437565 - Crash [@ nsSpaceManager::GetPrevBand] with floats after nscoord_MAX of height

Status: VERIFIED FIXED

(Core :: Layout: Floats, defect)

Description

[Jesse Ruderman]

Attachment: testcase (crashes Firefox when loaded)

Mozilla/5.0 (Macintosh; U; Intel Mac OS X 10.5; en-US; rv:1.9.1a1pre) Gecko/2008053113 Minefield/3.1a1pre

Steps to reproduce:
1. Load the testcase in a debug build of Firefox.

Result:

###!!! ASSERTION: aBandRect should be first rect within its band: '!aBandRect || aBandRect == mBandList.Head() || aBandRect->Prev()->mBottom != aBandRect->mBottom', file /Users/jruderman/central/layout/generic/nsSpaceManager.h, line 475

Crash dereferencing 0xc0000017 (note the first digit -- this is not a null deref!)

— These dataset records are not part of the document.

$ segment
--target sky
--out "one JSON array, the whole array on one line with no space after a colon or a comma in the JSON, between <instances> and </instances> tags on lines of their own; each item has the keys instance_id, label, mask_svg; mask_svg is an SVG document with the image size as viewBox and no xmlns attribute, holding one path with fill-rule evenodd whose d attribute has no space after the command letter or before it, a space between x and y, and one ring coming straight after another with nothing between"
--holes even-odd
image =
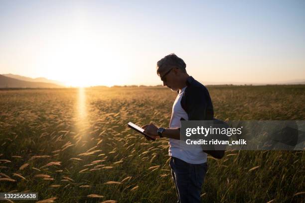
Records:
<instances>
[{"instance_id":1,"label":"sky","mask_svg":"<svg viewBox=\"0 0 305 203\"><path fill-rule=\"evenodd\" d=\"M161 85L172 53L204 84L305 79L305 1L0 0L0 74Z\"/></svg>"}]
</instances>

The assertion also occurs in bug 410232, but that bug has a different testcase, no crash, and is public.

Comment 2

[Daniel Holbert [:dholbert]]

Crashes my Linux debug build, too. (updated from mozilla-central yesterday)

Comment 3

[Daniel Holbert [:dholbert]]

Attachment: backtrace of Linux crash

I'm attaching the backtrace of my Linux crash.  It's crashing on this line:
http://mxr.mozilla.org/seamonkey/source/layout/generic/nsSpaceManager.cpp#435
  434  NS_ASSERTION(aBandRect->Prev() == &mBandList ||
  435               aBandRect->Prev()->mBottom <= aBandRect->mTop,
  436               "aBandRect should be first rect within its band");
The crash happens because we look up  aBandRect->Prev()->mBottom, and  aBandRect->Prev() is either 0x1 or 0x5a5a5a5a.  

I'm not actually sure if it's 0x5a5a5a5a or 0x1 -- if I break at the crash in GDB and I do "p aBandRect->prev", then it displays 0x5a5a5a5a.  But then if I do "p aBandRect->Prev()", I get 0x1.  And that call to Prev() seems to have a lasting effect on 'prev', because from that point on, "p aBandRect->prev" displays 0x1 instead of 0x5a5a5a5a. Weird.

Comment 4

[Daniel Holbert [:dholbert]]

(In reply to comment #0)
> ###!!! ASSERTION: aBandRect should be first rect within its band [...]

FWIW, I get two copies of this assertion before the crash.  Just before those assertions, I get these messages:

nsLineLayout: SVGOuterSVG(svg)(0)@0xb0d0797c metrics=53280,1073741824!
nsBlockReflowContext: Block(span)(0)@0xb0d07b0c metrics=53280,1073742064!
nsBlockReflowContext: Area(div)(7)@0xb0d07720 metrics=53280,1073744344!

Comment 5

[Daniel Holbert [:dholbert]]

Attachment: testcase 2 (crashes firefox when loaded)

Here's a somewhat simplified testcase.

FWIW, the only function of the <svg style="display: table-row;"> element in the original testcase was to insert a huge height. (see bug 410233 -- that particular style on <svg> makes it about nscoord_MAX tall)

So, for simplicity, this testcase has replaced that <svg> with a <div> whose height is close to nscoord_MAX app-units.

Comment 6

[Jesse Ruderman]

No crash now that nsSpaceManager has been replaced by nsFloatManager.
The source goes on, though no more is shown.